It is obvious that a one-dimensional presentation of the data can hardly show all aspects of the influence of the magnetic field direction on the different anisotropic structure factors. For the same reason, one-dimensional data fitting methods will show application limitations here. Besides the different angle dependence of the two structure factors, they have different strong influences on the total scattering for different Q ranges, i.e. different sample–detector distances. This forces us to apply a two-dimensional data-fitting method with simultaneous fitting of the SD = 4 m and SD = 12 m experimental results. By doing this we obtain not only parameter values for the single particles, but also very reasonable values for the structure factor parameters (see Table 2). Within the error bars, the parameters describing the single particles are the same as obtained by fitting experimental results from dilute samples of the same type (see Table 1[link]) fitted using a different program. Figs. 5[link] and 6[link] show comparisons of the experimental data and the simultaneous fitting results of the complete set of parameters as presented in Tables 1[link] and 2[link]. In Fig. 6[link], only the influence of the cylindrical structure factor is relevant to explain the data. We assume that this structure factor represents the influence of chain-like structures in the ferrofluid, giving rise to low-Q anisotropic scattering. In Fig. 5[link], we observe an interplay between the assumed hexagonal pseudo-crystalline structure and the chain-like correlations.

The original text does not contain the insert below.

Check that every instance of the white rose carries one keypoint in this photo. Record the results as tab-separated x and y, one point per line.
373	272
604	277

It was essential to apply a simultaneous fit to the two different Q ranges, otherwise the procedure runs into local minima for the SD = 4 m data which cannot explain the SD = 12 m data.

Table 1
Mean values and limits of the 95% confidence intervals for the least-squares fit of SANSPOL data from the concentrated Co-based ferrofluid

The magnetic scattering contrast for [\mu_{0} H] = 1 T was fixed to the cobalt bulk value of 4.14 × 1014 m−2. For the dilute sample, one obtains for the mean particle radius [\mu] = 44 nm and for the shell thickness d = 19 nm. [\eta_{\infty}], [\eta_{{\rm Co}}] and [\eta_{{\rm shell}}] are the neutron nuclear scattering contrasts for the matrix, the shell and the Co core, respectively.

Fitted [\mu] (nm) [\sigma] (nm) d (nm) [\eta_{\infty}] (× 1014 m−2) Vol.%
Mean 5.0 0.9 1.9 1.3 4.9
Error 0.7 0.2 0.3 0.4 0.2
Fixed P [\varepsilon] [L(\beta)] [\eta_{{\rm Co}}] (× 1014 m−2) [\eta_{{\rm shell}}] (× 1014 m−2)
Value 0.93 0.98 1 2.53 0.33

Table 2
Fit results for the structure factor parameters

These values are obtained by a simultaneous fit of the single-particle properties and the inter-particle correlations at SD = 4 m and SD = 12 m.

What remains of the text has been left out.